I.
Anos atrás, acordei em um sábado. A família estava reunida na sala. Família toda. Dos parentes mais próximos aos distantes, como num episódio de "Os Sopranos". Alguns tinham lágrimas. Meu tio disse:
"Estamos aqui porque te amamos."
Avancei como um animal receoso e ele continuou:
"Podes fingir à vontade. Mas tu sabes que existem problemas."
Ri, desconversei, murmurei um "pelo amor de Deus" que não convenceu ninguém.
"Sabes que horas são?", perguntou a minha irmã.
"Dez, onze", respondi eu.
"São duas da tarde. E tu estás na cama. Que vida é essa?"
"A vida normal de um sábado", respondi.
"De um sábado, de um domingo, de uma segunda, de uma terça, de uma quarta...", minha irmã não passou de quarta. Chorava agora, ainda a semana não tinha terminado. E, com ela, chorava eu.
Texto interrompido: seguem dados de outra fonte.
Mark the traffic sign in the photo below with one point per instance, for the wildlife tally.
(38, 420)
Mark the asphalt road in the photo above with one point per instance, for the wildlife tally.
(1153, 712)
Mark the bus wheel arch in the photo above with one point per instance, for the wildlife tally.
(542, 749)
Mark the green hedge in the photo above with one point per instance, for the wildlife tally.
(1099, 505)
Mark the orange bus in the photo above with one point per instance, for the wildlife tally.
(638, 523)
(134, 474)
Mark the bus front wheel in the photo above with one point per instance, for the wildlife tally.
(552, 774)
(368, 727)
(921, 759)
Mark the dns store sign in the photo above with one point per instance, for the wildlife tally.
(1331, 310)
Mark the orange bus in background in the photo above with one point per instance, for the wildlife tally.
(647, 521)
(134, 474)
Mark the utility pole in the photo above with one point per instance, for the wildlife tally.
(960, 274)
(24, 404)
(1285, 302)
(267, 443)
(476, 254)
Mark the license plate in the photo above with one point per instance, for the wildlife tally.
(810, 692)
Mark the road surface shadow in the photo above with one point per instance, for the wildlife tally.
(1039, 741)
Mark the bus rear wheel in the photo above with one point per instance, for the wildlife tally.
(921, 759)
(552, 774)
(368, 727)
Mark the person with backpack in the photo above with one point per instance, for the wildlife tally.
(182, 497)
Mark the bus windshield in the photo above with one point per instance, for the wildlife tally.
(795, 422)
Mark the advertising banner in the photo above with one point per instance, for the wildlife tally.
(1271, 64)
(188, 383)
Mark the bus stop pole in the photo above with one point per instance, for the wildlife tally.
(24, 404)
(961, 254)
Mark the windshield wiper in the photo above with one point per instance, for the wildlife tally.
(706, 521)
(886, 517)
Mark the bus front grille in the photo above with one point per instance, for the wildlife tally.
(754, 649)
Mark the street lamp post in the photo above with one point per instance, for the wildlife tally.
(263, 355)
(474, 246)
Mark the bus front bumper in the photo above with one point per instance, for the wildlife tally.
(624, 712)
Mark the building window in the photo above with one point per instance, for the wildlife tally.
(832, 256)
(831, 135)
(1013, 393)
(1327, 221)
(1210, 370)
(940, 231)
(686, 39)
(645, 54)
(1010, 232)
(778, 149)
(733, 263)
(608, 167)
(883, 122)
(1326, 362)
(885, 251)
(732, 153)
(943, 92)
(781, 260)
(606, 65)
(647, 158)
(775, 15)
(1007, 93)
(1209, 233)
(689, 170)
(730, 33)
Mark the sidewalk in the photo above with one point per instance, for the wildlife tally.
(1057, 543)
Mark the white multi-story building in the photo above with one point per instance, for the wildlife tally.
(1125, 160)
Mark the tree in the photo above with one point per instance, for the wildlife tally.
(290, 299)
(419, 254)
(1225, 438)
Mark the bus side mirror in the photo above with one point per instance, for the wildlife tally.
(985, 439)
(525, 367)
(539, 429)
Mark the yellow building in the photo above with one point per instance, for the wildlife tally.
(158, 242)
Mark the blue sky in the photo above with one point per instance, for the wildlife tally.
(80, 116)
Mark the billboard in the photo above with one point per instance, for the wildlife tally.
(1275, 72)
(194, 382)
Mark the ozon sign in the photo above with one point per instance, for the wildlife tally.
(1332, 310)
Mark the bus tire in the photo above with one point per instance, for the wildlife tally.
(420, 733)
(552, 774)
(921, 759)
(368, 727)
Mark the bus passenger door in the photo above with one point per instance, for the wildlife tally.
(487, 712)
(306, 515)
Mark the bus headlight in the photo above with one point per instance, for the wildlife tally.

"Este é o r. Ernesto", disse então o meu tio. "Ele está aqui para te ajudar."
"Eu não preciso de ajuda", disse eu, o supremo clichê cinéfilo.
"Toda a gente precisa de ajuda", avançou o Dr. Ernesto, um gnomo calvo com sorriso de Mona Lisa. "Sobretudo os que pensam que não precisam. Desististe da vida. Estou aqui, estamos todos, para que regresses a ela."
Limpei as lágrimas, olhei para a minha mãe que me fitava com preocupação e ternura. Disse um "está bem" e, como nos jogos de futebol, a equipe aproximou-se para me abraçar depois do gol.
II.
Começaram as sessões. A infância ocupou as primeiras três. A adolescência, as três seguintes. Entediado, o médico tentava encontrar uma pista, um padrão. Uma chave. Nada se abria.
"A que horas te levantaste hoje?"
"Duas da tarde."
"Não mintas."
"Três."
Com frustração crescente, o dr. Ernesto mandou chamar a infantaria. Avançou a mirtazapina; engordei dez quilos. Seguiu-se a fluoxetina; emagreci dez e ainda perdi outros dez. A paroxetina devolveu-me o peso perdido; infelizmente, roubou-me a única parte do corpo que gostava de se mexer com regularidade. Nova reunião de família.
"Não tenho boas notícias", disse o gnomo, sem o sorriso renascentista. "Com a medicação, a única coisa que conseguimos foi reduzir das duas da tarde para a uma da tarde."
O meu tio perguntou: "É possível chegar ao meio-dia?"
"Com sorte. Não garanto."
Havia derrota no rosto da família. A minha irmã, segurando heroicamente as rédeas, formulou a questão que se impunha:
"O senhor pelo menos sabe qual é o problema?"
O médico desceu o olhar, encolheu os ombros e depois de uma longa pausa, arriscou um palpite.
"Em 30 anos de clínica, já encontrei de tudo. Mas este é talvez o caso mais grave de..."
A família inclinou-se sobre as palavras do especialista, que hesitavam em sair.
"... eu posso estar enganado, claro...", dizia ele, em estratégia de recuo.
"Diga, homem!", ordenou-lhe a minha irmã.
"Preguiça!", soltou o desgraçado, como quem se permite a um último suspiro. "Ele sofre de preguiça."
III.
Não é fácil sofrer de preguiça. De todas as doenças, essa é talvez a menos socialmente aceitável. Familiares nunca aceitaram o diagnóstico. Por que motivo ele está no sofá enquanto os outros preparam o jantar? Que horror é esse a lavar os pratos? E que necessidade ele tem de despertar bem cedo, abrir a janela, dizer adeus a quem vai trabalhar –para depois voltar para a cama, dormir mais um pouco, antes de ler e escrever e pensar?
Algumas amizades, alguns amores, não sobreviveram. "Você faltou ao encontro." "Você não devolve os telefonemas." "Você ainda se lembra que eu existo?" Quantas vezes eu escutei essas lancinantes frases. E quantas vezes respondi a elas. "Minha doença."
Descrença. Já pensei em mostrar provas do que afirmo: lombalgias, dorsalgias, pubalgias –há atestados médicos para todas as gias.
Com o tempo, aprendemos que a única forma de lidar com a preguiça é fazer o contrário dos intolerantes: simplesmente aceitá-la. É o meu conselho para quem vive a dor no anonimato e na vergonha.
O ideal, aliás, era criar uma associação para lutar pelos direitos de quem sofre com culpas. Mas como isso dá algum trabalho, minhas desculpas: preciso dormir primeiro sobre o assunto.